CRONACA

Lacco e il caso di Mattia, il bimbo che finisce in comunità

ROMA – È uscito all’ora di pranzo di ieri il decreto di collocamento in casa famiglia per il piccolo Mattia (nome di fantasia, ndr). “Lo allontana irreversibilmente non solo dal padre, ma da tutta la realtà– si legge nel decreto emesso dal Tribunale di Napoli- precipitandolo in un mondo occupato solo dalla madre (ed in cui tutti gli altri adulti sono nemici) reputa il Collegio, sulla scorta di tutti gli elementi acquisiti al giudizio, che sia preferibile il collocamento in comunità, che arrecherà (almeno all’inizio) sofferenza al bambino, ma è l’unica soluzione che dovrebbe scongiurare il gravissimo pregiudizio alla sua condizione psichica derivante dalla frequentazione unica ed esclusiva della madre”.

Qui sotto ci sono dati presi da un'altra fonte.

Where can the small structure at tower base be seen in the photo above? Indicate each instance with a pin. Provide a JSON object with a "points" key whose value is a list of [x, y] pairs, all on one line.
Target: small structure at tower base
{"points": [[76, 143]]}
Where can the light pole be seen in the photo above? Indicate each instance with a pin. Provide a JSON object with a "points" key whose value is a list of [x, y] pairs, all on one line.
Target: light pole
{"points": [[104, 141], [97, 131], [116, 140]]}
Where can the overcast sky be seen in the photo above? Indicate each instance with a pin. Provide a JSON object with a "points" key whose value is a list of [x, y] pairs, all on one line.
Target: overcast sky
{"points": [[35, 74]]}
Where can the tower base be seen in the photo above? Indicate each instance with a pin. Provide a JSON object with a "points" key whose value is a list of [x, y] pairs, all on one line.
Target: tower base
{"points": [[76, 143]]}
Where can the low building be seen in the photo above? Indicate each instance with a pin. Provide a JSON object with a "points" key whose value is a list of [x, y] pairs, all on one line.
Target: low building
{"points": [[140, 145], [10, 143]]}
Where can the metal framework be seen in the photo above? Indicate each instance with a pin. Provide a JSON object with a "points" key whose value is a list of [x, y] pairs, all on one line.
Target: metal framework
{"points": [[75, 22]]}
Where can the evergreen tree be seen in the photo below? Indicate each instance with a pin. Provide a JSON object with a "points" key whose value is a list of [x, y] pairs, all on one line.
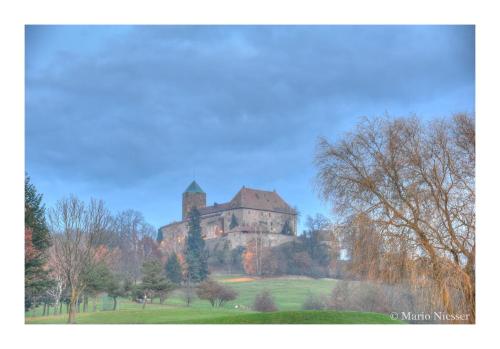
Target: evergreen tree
{"points": [[234, 222], [159, 237], [286, 230], [154, 283], [173, 269], [37, 242], [196, 255]]}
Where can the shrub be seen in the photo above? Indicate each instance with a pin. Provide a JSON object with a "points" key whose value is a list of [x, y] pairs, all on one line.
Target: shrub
{"points": [[216, 293], [264, 302], [315, 302]]}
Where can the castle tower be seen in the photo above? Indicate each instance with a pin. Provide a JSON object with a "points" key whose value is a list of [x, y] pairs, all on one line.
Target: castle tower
{"points": [[193, 196]]}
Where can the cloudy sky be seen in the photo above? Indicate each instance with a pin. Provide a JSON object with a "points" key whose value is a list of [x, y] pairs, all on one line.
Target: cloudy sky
{"points": [[132, 114]]}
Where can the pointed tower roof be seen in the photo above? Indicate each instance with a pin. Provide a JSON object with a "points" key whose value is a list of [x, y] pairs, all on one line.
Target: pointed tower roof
{"points": [[194, 188]]}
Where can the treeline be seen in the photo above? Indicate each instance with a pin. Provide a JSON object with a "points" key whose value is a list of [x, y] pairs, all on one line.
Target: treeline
{"points": [[405, 190], [77, 251]]}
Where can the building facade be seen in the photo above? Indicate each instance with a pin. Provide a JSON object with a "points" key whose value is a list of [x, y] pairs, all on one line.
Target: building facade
{"points": [[249, 213]]}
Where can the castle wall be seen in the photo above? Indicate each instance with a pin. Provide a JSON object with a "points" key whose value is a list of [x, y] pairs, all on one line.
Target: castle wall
{"points": [[216, 227], [190, 200], [243, 239], [268, 221]]}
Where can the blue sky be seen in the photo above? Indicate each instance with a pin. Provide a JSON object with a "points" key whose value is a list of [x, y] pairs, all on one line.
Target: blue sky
{"points": [[131, 114]]}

La misura coercitiva sarebbe quindi secondo il Tribunale un male ‘necessario’: una prassi di riallineamento al padre che evocherebbe le note tecniche del Transitional Site Programs ideato da Gardner per ‘curare’ i minori dall’alienazione parentale e affermare a tutti i costi la bigenitorialità. Alienante sarebbe la mamma di Mattia, un bambino che negli incontri protetti con il padre aveva crisi d’ansia al punto da non voler uscire dalla macchina: l’unica ribellione possibile dei suoi teneri 8 anni. La storia che il penale ha archiviato, e di cui si è occupata l’agenzia Dire, è quella di un bambino che ha quasi 4 anni quando la mamma vede “un arrossamento, pelle violacea nella zona anale e gli chiede cosa sia accaduto. Il piccolo indica delle bottiglie detergenti e racconta di abusi e molestie sessuali, mimando anche il gesto”. I genitori sono separati e il piccolo frequentava il papà con visite libere, quasi sempre anche nel domicilio materno. Da quel racconto parte la denuncia direttamente dall’ospedale dove la mamma porta subito il bimbo in visita. La perizia non confermerà in modo inequivocabile un abuso sessuale. Tutto è stato archiviato, il referto del tampone anale sarà distrutto e non più disponibile per ulteriori approfondimenti da parte dell’Autorità Giudiziaria.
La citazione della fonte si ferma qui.